Reduction Strategies¶
In this tutorial, we will compare the three reduction strategies available in PointReductionForecaster: multi-output (the default), direct, and dir-rec. We will fit each strategy on the same dataset, compare per-step error, and see how target_as_feature affects the feature matrix.
Try it interactively
Compare direct, recursive, and MIMO reduction strategies across forecasting horizons to understand the trade-offs for your use case.
ViewOpen in marimoPrerequisites¶
- Completed Getting Started
1. Load and Prepare Data¶
from yohou.datasets import fetch_sunspot
from yohou.model_selection import train_test_split
from yohou.preprocessing import Downsampler
bunch = fetch_sunspot()
y = Downsampler(interval="1mo", aggregation="mean").fit_transform(bunch.frame)
forecasting_horizon = 24
y_train, y_test = train_test_split(y, test_size=forecasting_horizon)
2. Multi-Output Strategy (Default)¶
The multi-output strategy trains a single model that predicts all H steps at once. This is the fastest approach and works well with sklearn's MultiOutputRegressor wrapper:
from sklearn.ensemble import RandomForestRegressor
from yohou.compose import FeaturePipeline
from yohou.point import PointReductionForecaster
from yohou.preprocessing import LagTransformer
fc_multi = PointReductionForecaster(
estimator=RandomForestRegressor(n_estimators=50, random_state=42),
feature_transformer=FeaturePipeline([
("lags", LagTransformer(lag=list(range(1, 13)))),
]),
reduction_strategy="multi-output",
)
fc_multi.fit(y_train, forecasting_horizon=forecasting_horizon)
y_pred_multi = fc_multi.predict(forecasting_horizon=forecasting_horizon)
3. Direct Strategy¶
The direct strategy trains H independent models, one per forecast step.
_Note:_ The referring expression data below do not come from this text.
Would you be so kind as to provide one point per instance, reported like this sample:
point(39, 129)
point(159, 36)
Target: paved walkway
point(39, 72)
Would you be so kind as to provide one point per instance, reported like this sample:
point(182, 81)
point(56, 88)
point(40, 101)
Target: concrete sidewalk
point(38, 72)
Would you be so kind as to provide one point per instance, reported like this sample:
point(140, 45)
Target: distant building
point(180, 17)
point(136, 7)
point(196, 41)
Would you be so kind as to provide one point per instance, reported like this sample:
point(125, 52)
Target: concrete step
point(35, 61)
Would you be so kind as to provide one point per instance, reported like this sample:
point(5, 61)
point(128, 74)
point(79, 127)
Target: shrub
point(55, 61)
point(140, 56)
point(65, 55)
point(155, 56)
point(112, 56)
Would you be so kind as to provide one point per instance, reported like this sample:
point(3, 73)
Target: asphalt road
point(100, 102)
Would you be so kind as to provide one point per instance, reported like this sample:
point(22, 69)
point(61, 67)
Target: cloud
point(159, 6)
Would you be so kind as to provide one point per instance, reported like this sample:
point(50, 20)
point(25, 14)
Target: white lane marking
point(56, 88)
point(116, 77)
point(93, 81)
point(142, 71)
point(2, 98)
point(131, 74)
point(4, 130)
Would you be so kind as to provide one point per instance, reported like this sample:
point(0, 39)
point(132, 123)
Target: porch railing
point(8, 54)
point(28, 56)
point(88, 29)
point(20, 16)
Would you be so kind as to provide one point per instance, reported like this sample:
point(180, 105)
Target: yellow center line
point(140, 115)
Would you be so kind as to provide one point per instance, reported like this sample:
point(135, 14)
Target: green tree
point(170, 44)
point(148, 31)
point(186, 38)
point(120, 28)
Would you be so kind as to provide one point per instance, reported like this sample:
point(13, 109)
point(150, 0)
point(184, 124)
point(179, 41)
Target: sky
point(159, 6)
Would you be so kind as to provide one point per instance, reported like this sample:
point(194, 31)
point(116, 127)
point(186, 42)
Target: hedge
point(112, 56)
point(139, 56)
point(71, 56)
Each model specializes in predicting a specific horizon:
fc_direct = PointReductionForecaster(
estimator=RandomForestRegressor(n_estimators=50, random_state=42),
feature_transformer=FeaturePipeline([
("lags", LagTransformer(lag=list(range(1, 13)))),
]),
reduction_strategy="direct",
)
fc_direct.fit(y_train, forecasting_horizon=forecasting_horizon)
y_pred_direct = fc_direct.predict(forecasting_horizon=forecasting_horizon)
4. Dir-Rec Strategy¶
The dir-rec (direct-recursive) hybrid trains H sequential models. Each model receives the predictions of all previous steps as additional features:
fc_dirrec = PointReductionForecaster(
estimator=RandomForestRegressor(n_estimators=50, random_state=42),
feature_transformer=FeaturePipeline([
("lags", LagTransformer(lag=list(range(1, 13)))),
]),
reduction_strategy="dir-rec",
)
fc_dirrec.fit(y_train, forecasting_horizon=forecasting_horizon)
y_pred_dirrec = fc_dirrec.predict(forecasting_horizon=forecasting_horizon)
5. Compare Per-Step Error¶
Score each strategy and look at how error varies across the forecast horizon:
from yohou.metrics import MeanAbsoluteError
mae = MeanAbsoluteError()
mae.fit(y_train)
for name, y_pred in [
("Multi-output", y_pred_multi),
("Direct", y_pred_direct),
("Dir-rec", y_pred_dirrec),
]:
score = mae.score(y_test, y_pred)
print(f"{name:15s} MAE={score:.2f}")
Expected output:
The dir-rec MAE is dramatically lower on this single split. In practice, always cross-validate to confirm that this advantage generalises across folds.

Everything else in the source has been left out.